Nail the DevOps part as your company's CTO
The goal of this handbook is to give you clarity on DevOps:
- Understand what’s DevOps (in simple words)
- Know what’s possible with DevOps (in simple goals)
- Get simple “when-to-do-what” DevOps guidelines
I added a bonus at the bottom of the article.
It's a production-ready setup example you could take inspiration from.
Who this article is for
You might be a founder who wishes to get started with DevOps the right way.
You might be a CTO of a 1,000 employees company who wishes to get simple principles.
Or, maybe you’re a Software Engineer, and you want to understand if your company’s DevOps approach is good.
If you’re looking for a simple DevOps playbook, this is it.
Understand the desired result
Two things your company needs to be able to do
- Serve its product to customers
- Build and improve the product
Abilities you need to build, improve, and serve software
- Run experiments and test changes
DevOps has a simple meaning
Developers and Operators have shared responsibility for building and improving the system.
In practice:
- Developers are responsible to “Operate”
- DevOps Engineers are responsible to enable to “Operate” AND do some of it themselves
Operate = provision, monitor, secure, configure, deploy, scale.
Choose a balance: Enabler, Doer, or Automator
The DevOps role will end up as a balance between:
- Enabler: Provides the tools and knowledge to fulfill the DevOps goals
- Doer: Does the tasks that fulfill the DevOps goals
- Automator: Automates any repeating operation
Know what things you should enable, do, or automate
- Provision infrastructure
- Secure the system
- Deploy workloads
- Monitor the system
- Recover from issues
- Scale up or down
- Track & test changes
- Automate processes
Choose the right tools
- Has state management = Saves time automating state-aware processes (e.g., Terraform)
- Has a big community & good docs = Saves time dealing with common issues (e.g., Kubernetes)
- Has multiple interface types: API, CLI, UI = Saves time integrating with the existing system (e.g., Vault)
You can also read about choosing tools here.
Set useful goals
There are DevOps goals that adopting them will focus you on the right direction:
- One-Click Environments: makes e2e tests easy and quick
- Atomic Commits: provides confidence that a tested change will work in production
- Separate the Shared & Env-Specific Parts: enables e2e tests as the company scales up
If you want to learn about more useful DevOps goals, feel free to book a free consultation here.
Enablers: Choose the Tools-to-Knowledge Balance
Developers can either have the knowledge or the tools to do something.
- More knowledge-reliance: if you want the developers to contribute to the DevOps efforts
- More tools-reliance: if you want to abstract the operations from the developers
If the balance between the two is not intentional, it’s accidental.

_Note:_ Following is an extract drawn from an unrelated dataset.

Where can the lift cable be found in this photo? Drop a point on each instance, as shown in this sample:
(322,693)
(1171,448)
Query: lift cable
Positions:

Doers: Have a good reason to do it
- Is it a one-time task?
- Does it teach you how the developers work?
- Are you directly accountable for the results of the task?
If you answered “no” to the above questions, enable or automate it instead.

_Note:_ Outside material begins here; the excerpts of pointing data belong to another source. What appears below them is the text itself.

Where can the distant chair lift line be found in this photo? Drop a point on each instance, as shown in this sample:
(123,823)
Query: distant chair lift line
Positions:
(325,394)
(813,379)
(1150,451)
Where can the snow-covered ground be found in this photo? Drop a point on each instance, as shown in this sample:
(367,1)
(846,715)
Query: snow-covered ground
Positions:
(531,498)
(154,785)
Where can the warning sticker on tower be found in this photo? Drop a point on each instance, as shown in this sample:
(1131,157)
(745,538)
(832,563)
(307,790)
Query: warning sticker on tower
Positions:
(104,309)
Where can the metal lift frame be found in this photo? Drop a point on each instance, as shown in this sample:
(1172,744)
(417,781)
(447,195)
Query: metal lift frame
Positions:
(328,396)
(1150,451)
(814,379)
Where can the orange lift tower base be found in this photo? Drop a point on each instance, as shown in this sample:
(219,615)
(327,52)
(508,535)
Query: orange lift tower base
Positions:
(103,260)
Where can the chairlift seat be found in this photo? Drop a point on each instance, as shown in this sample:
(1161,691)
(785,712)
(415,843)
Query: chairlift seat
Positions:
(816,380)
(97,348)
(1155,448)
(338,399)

Doing more = Learning the system's use-cases
Doing too much = Not scalable, too-much knowledge-reliance
Automators: Have a good reason to automate it
- Did it happen before?
- Is it likely to happen again?
- Will automating it take less time than doing it?

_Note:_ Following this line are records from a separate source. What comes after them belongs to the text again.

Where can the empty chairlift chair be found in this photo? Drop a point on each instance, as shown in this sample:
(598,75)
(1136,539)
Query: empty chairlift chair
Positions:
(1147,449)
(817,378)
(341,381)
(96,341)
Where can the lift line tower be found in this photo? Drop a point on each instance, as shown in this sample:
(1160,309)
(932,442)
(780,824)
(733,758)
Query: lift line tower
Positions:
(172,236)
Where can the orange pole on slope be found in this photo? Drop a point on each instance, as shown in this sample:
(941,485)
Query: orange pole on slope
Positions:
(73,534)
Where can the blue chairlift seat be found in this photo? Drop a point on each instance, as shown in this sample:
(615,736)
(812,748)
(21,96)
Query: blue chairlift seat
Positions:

- Will automating it teach you an important company process?
If you answered “yes” to 2 out of the 4 questions - automate it!
More automations = Less reliance on knowledge to operate the system.
Too much automations = No system awareness.
P.S. - you can also enable developers to automate it.
Create available DevOps Capacity
The DevOps needs of a company have spikes.
One month you need 2 DevOps Engineers, and half of that the next month.
Switchovers between big efforts and small tasks are common.
This is true, especially for new companies.
Break the assumption: “DevOps tasks must be done by a DevOps Engineer”.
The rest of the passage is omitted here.